Emily Aumann

Whatever led you to where you are, Emily honors your path and believes you can find your way home with the care and support that you need. She is committed to cultivating collaborative therapeutic relationships rooted in honesty and shared humanity. Her goal is to meet you where you are and walk with you towards the change you want in your life. She strives to listen deeply and weave pragmatic tools, information, and reflection. Together she believes we can tend a space of care and curiosity to integrate difficult experiences. She is particularly attuned to working with experiences of chronic pain/symptoms, trauma, loss and grief, high sensitivity, and LGBTQ+ identities.

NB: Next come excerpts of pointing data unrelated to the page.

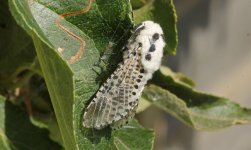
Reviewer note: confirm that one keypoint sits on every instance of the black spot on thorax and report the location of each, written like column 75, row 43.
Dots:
column 148, row 57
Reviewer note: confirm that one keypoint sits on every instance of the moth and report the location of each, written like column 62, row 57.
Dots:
column 116, row 101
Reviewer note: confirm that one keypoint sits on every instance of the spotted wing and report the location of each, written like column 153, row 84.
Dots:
column 118, row 97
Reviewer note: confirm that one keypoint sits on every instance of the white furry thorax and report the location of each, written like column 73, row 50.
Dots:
column 117, row 99
column 144, row 35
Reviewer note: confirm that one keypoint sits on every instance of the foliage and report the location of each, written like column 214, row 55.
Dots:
column 38, row 51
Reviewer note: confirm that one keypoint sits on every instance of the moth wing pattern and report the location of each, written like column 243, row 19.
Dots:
column 115, row 100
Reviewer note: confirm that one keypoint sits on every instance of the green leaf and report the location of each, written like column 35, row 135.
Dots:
column 199, row 110
column 72, row 86
column 17, row 132
column 162, row 12
column 4, row 141
column 17, row 51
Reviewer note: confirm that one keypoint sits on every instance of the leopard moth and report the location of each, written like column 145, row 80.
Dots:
column 117, row 99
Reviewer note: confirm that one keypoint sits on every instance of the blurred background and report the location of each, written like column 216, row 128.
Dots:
column 215, row 51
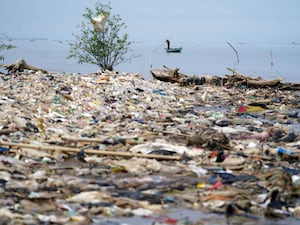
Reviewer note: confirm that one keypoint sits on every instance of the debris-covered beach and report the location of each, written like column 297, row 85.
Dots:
column 88, row 149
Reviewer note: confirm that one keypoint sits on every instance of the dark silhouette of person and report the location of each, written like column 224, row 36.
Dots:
column 168, row 44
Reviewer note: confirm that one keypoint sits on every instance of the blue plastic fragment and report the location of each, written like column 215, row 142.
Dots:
column 3, row 149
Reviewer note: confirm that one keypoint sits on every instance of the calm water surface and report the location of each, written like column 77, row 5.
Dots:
column 195, row 59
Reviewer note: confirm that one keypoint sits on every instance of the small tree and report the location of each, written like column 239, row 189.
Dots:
column 104, row 49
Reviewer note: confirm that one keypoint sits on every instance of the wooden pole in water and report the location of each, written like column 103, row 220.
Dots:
column 236, row 52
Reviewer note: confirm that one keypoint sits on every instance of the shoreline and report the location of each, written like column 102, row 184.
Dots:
column 225, row 143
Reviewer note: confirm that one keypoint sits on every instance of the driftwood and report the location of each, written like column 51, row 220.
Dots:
column 20, row 66
column 89, row 151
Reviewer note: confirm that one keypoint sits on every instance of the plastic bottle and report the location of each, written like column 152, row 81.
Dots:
column 281, row 150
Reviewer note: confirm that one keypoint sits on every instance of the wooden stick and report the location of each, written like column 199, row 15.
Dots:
column 236, row 52
column 89, row 151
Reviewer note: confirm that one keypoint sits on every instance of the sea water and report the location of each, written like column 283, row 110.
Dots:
column 268, row 61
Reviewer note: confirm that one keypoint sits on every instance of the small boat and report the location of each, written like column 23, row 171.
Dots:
column 168, row 75
column 173, row 50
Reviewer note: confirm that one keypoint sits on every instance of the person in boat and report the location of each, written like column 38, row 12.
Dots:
column 168, row 44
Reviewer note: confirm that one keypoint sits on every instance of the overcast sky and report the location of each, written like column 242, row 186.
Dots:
column 271, row 21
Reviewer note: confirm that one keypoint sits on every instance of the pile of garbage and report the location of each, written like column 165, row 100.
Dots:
column 77, row 149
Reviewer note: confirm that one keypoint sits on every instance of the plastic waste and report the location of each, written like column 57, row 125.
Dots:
column 281, row 150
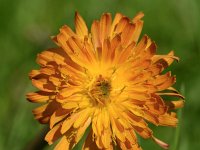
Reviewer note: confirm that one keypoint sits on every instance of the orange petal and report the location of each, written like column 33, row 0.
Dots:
column 63, row 144
column 80, row 26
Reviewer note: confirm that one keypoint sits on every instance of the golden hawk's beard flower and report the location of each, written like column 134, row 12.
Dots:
column 106, row 79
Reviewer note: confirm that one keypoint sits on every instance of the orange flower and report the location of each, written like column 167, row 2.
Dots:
column 106, row 79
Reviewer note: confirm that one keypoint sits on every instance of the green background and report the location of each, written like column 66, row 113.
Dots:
column 25, row 28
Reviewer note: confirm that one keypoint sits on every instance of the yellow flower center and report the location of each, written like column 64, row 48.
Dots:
column 100, row 90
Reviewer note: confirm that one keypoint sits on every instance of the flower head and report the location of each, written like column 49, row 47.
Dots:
column 105, row 79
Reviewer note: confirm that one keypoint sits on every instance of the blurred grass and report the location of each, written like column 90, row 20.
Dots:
column 25, row 29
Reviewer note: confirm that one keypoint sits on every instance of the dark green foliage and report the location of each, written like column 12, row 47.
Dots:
column 25, row 28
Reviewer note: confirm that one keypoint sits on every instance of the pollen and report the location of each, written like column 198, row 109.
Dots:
column 100, row 90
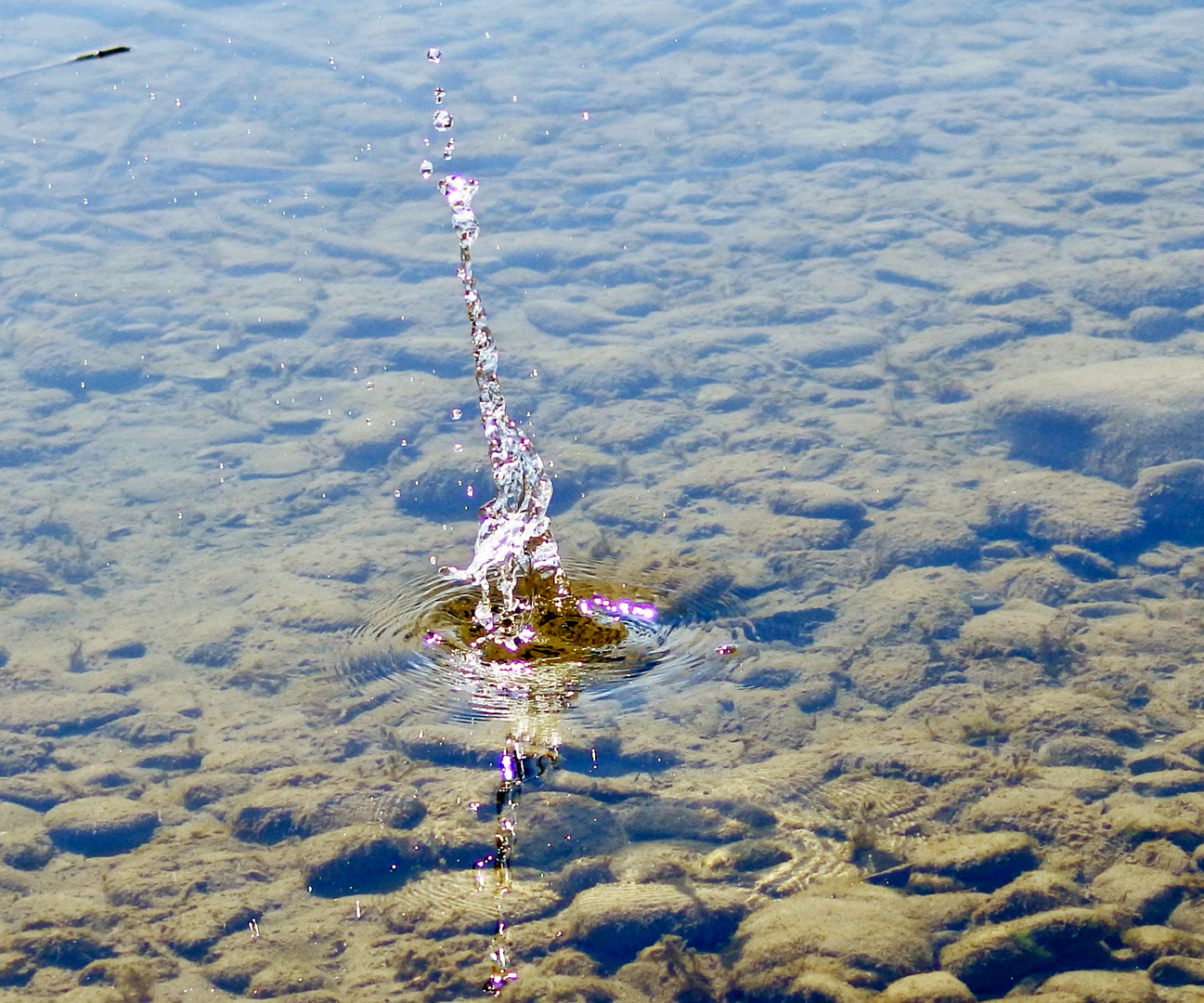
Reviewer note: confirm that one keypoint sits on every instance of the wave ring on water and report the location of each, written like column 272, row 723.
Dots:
column 426, row 645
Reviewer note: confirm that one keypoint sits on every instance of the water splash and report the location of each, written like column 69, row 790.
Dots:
column 511, row 630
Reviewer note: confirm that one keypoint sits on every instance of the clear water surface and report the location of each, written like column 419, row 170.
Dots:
column 847, row 330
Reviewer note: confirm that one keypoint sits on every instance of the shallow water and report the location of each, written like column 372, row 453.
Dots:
column 851, row 327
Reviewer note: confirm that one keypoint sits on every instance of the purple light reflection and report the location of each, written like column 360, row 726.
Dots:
column 620, row 608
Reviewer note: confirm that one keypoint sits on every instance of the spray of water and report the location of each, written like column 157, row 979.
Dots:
column 515, row 561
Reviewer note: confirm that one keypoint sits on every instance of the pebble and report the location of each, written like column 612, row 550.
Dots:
column 100, row 827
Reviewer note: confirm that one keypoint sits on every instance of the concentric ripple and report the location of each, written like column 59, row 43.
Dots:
column 424, row 646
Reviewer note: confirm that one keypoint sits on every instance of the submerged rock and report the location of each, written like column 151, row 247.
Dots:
column 927, row 987
column 1062, row 507
column 1146, row 893
column 360, row 861
column 1171, row 496
column 1095, row 986
column 100, row 827
column 871, row 941
column 983, row 861
column 1109, row 419
column 1037, row 892
column 615, row 921
column 991, row 959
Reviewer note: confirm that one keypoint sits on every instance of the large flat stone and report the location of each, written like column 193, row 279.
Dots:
column 1109, row 419
column 100, row 827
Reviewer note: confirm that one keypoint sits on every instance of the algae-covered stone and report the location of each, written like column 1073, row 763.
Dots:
column 283, row 978
column 1109, row 419
column 1140, row 819
column 927, row 987
column 1033, row 892
column 1095, row 986
column 1062, row 507
column 665, row 819
column 193, row 931
column 268, row 815
column 993, row 958
column 872, row 937
column 1176, row 970
column 100, row 827
column 1171, row 498
column 559, row 827
column 64, row 714
column 1081, row 750
column 983, row 861
column 1150, row 943
column 361, row 860
column 920, row 540
column 21, row 752
column 1146, row 893
column 615, row 921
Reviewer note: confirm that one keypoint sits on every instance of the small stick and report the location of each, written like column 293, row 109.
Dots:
column 97, row 54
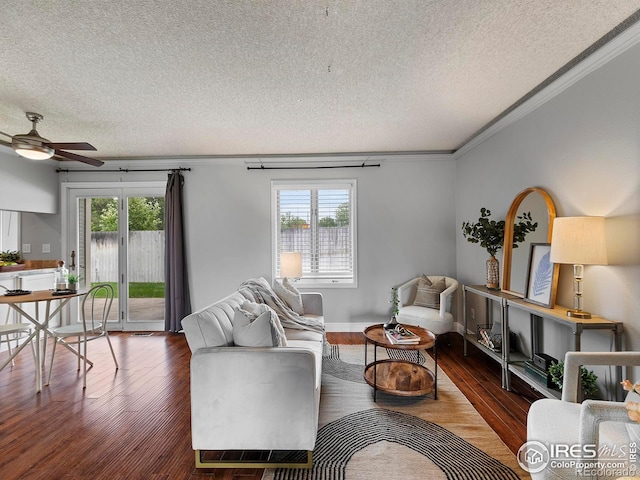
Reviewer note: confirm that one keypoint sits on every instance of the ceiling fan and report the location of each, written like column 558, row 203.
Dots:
column 32, row 145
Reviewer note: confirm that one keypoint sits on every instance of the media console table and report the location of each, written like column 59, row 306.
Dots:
column 513, row 362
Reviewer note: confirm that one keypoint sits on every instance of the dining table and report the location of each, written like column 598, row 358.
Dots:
column 17, row 299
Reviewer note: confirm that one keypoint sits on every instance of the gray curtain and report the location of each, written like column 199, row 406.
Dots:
column 177, row 298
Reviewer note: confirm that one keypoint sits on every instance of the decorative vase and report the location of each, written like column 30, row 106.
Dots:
column 493, row 273
column 391, row 324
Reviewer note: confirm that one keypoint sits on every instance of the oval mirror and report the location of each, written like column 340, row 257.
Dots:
column 515, row 261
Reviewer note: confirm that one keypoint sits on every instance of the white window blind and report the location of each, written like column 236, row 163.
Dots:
column 316, row 219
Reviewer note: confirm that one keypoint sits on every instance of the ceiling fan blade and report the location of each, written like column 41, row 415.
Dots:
column 71, row 146
column 79, row 158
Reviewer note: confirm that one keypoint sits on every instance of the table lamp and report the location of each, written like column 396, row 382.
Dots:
column 291, row 265
column 579, row 241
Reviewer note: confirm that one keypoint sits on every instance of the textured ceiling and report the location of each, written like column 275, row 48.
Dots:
column 162, row 78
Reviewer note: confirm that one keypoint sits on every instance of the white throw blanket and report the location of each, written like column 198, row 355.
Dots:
column 289, row 319
column 263, row 292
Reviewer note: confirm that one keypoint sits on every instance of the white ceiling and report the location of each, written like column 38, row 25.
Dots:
column 166, row 78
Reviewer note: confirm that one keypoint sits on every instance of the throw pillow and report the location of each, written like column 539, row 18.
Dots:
column 428, row 294
column 257, row 325
column 289, row 294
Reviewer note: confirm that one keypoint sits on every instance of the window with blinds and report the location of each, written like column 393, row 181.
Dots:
column 318, row 220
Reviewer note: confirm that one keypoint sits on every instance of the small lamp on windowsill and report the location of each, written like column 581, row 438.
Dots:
column 579, row 241
column 291, row 265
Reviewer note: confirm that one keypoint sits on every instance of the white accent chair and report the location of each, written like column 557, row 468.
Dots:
column 437, row 321
column 95, row 307
column 594, row 422
column 18, row 333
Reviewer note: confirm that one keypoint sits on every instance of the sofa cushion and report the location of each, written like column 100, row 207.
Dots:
column 428, row 293
column 289, row 294
column 316, row 348
column 211, row 326
column 257, row 325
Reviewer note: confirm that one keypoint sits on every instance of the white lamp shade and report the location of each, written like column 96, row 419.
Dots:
column 291, row 264
column 579, row 241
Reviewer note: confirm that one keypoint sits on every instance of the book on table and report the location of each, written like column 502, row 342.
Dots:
column 402, row 336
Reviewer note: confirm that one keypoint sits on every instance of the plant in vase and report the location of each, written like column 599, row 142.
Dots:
column 588, row 379
column 72, row 281
column 490, row 235
column 391, row 324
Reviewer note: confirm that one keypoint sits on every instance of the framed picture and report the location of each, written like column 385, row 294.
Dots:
column 542, row 276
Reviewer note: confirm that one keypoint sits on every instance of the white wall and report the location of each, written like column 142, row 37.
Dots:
column 583, row 147
column 406, row 215
column 406, row 224
column 26, row 185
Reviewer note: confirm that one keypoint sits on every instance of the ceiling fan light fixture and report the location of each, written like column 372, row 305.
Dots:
column 33, row 152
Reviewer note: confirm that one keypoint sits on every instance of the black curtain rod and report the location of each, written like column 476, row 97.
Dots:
column 127, row 170
column 262, row 167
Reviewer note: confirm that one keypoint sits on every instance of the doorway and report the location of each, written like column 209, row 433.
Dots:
column 116, row 236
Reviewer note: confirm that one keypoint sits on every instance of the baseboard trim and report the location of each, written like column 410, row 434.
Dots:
column 200, row 463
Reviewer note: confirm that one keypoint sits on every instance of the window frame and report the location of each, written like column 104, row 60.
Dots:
column 317, row 184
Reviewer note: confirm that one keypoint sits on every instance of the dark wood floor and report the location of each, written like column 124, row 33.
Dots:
column 135, row 423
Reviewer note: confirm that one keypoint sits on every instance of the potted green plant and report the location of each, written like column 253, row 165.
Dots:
column 490, row 235
column 72, row 281
column 9, row 261
column 588, row 379
column 391, row 324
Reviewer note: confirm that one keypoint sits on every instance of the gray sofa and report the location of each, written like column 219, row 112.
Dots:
column 252, row 398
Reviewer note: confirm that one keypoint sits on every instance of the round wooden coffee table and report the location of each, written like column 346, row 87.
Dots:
column 400, row 377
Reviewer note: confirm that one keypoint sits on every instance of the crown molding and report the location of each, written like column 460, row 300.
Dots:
column 584, row 64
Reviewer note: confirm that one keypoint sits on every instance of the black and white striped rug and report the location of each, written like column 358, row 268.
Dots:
column 340, row 440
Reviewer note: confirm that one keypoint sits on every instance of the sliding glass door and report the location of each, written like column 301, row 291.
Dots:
column 117, row 237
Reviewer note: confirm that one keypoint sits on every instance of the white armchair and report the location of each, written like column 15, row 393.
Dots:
column 602, row 426
column 437, row 321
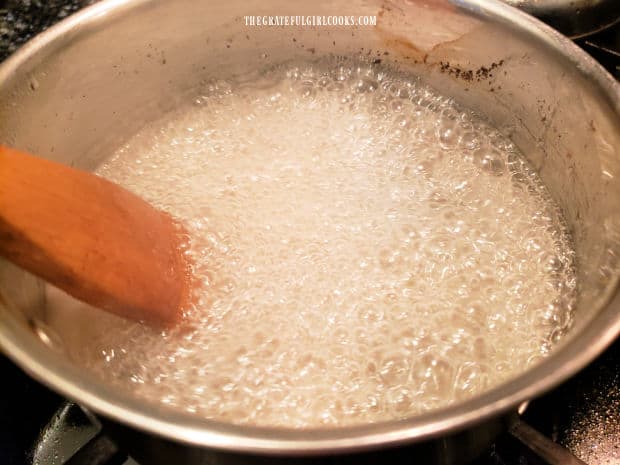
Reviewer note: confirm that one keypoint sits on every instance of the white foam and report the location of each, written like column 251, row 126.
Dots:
column 366, row 249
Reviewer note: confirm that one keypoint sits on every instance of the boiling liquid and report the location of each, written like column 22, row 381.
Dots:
column 364, row 249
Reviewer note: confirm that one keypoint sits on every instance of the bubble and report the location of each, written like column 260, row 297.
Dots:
column 364, row 249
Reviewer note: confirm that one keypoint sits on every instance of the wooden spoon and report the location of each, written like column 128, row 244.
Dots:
column 95, row 240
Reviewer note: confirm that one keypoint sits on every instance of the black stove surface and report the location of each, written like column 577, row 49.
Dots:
column 38, row 426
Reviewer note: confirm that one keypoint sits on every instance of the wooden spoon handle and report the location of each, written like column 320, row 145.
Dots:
column 93, row 239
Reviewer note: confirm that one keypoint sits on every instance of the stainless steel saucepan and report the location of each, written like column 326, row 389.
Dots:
column 78, row 91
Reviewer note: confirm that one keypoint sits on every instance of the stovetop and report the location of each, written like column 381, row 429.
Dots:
column 38, row 426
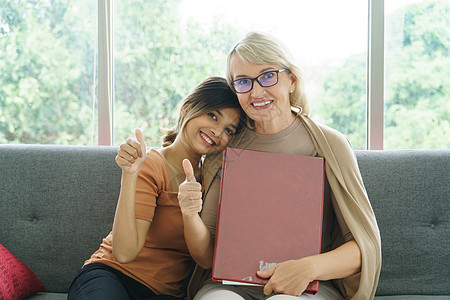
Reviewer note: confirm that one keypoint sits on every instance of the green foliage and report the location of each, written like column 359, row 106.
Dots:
column 417, row 106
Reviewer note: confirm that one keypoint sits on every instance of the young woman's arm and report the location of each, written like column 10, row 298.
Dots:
column 198, row 238
column 129, row 233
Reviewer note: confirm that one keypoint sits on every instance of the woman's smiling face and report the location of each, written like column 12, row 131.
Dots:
column 211, row 132
column 268, row 107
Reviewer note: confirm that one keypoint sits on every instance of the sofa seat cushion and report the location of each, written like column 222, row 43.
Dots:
column 48, row 296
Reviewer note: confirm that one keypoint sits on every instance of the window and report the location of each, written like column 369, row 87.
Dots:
column 48, row 61
column 164, row 48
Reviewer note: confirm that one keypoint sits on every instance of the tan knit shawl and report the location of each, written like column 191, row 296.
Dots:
column 347, row 186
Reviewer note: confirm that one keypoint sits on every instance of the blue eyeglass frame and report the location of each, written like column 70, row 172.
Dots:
column 233, row 83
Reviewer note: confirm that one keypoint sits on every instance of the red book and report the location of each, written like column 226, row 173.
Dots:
column 270, row 211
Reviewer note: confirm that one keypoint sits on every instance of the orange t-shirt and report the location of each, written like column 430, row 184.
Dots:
column 164, row 261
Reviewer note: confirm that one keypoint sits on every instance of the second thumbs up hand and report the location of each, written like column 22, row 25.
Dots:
column 190, row 192
column 131, row 154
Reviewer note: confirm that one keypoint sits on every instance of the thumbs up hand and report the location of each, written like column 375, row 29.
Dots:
column 131, row 154
column 190, row 192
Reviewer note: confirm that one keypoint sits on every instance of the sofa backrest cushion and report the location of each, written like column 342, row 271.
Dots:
column 410, row 195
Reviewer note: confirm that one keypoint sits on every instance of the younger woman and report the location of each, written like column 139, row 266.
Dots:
column 156, row 231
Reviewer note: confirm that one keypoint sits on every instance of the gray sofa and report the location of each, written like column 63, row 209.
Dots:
column 58, row 202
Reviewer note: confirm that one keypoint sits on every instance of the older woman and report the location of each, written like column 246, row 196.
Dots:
column 270, row 90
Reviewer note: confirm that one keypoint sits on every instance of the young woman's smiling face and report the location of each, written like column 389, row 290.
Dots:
column 269, row 107
column 211, row 132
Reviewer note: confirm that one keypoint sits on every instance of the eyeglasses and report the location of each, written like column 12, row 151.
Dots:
column 266, row 79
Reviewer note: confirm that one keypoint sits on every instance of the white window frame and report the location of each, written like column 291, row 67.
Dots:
column 375, row 74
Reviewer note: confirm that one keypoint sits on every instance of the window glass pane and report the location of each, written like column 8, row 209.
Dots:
column 48, row 72
column 417, row 68
column 163, row 48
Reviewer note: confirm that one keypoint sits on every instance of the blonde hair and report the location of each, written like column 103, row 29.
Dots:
column 258, row 48
column 211, row 94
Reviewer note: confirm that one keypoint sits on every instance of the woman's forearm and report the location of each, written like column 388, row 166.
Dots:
column 126, row 242
column 199, row 241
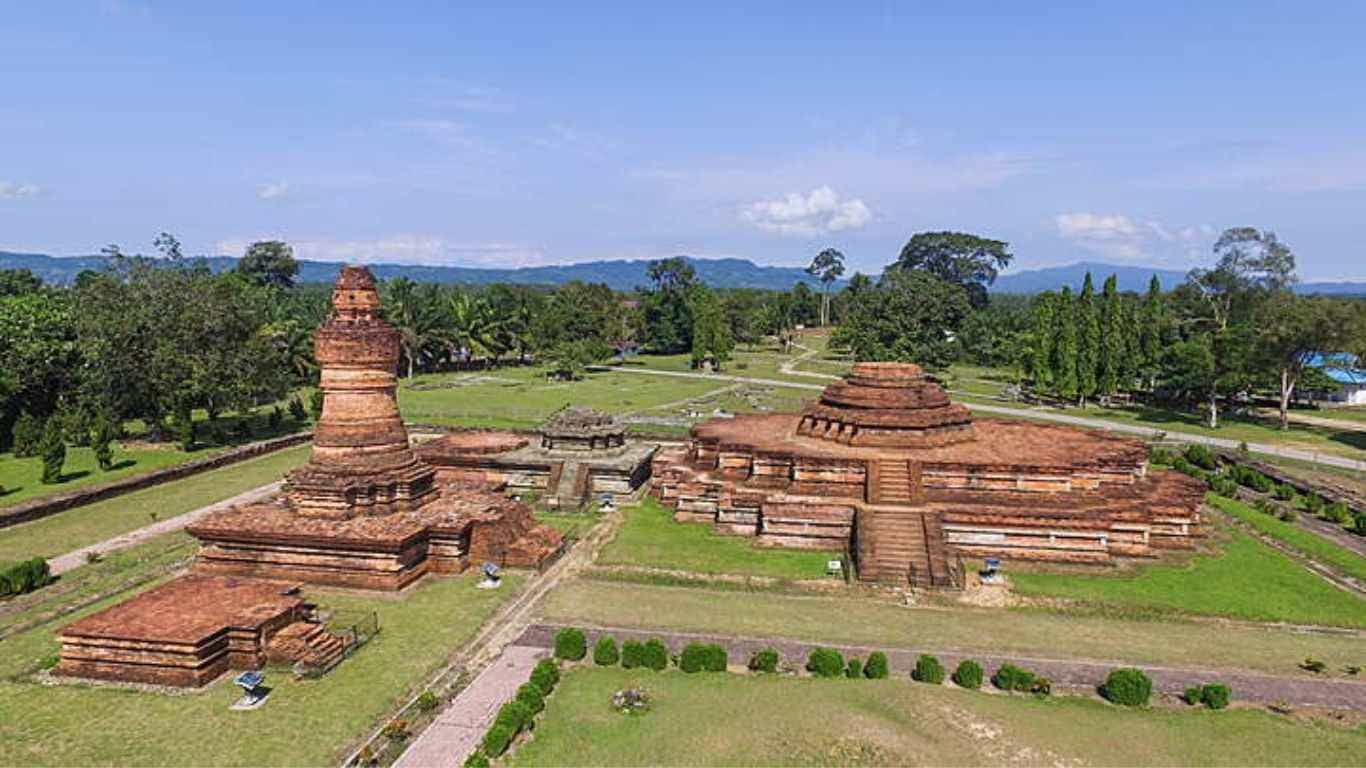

Emily’s approach to therapy is somatic, systemic, and relational. She understands that mental, emotional, physical, and spiritual health are not separate, and individual and collective wellbeing are deeply intertwined. Personal experience unraveling chronic pain combined with an awe of the human body and brain stokes her fire to share this work with others. She is interested in what possibilities arise when we center the body in our healing. Emily recognizes social, cultural, economic, and political contexts as layers of the complex being that is you. Emily’s trauma-aware theoretical lens is influenced by polyvagal theory, somatic parts work, relational, attachment, and pain recovery models. She combines a liberation health framework with what she knows about human nervous systems to practice healing as a relational art.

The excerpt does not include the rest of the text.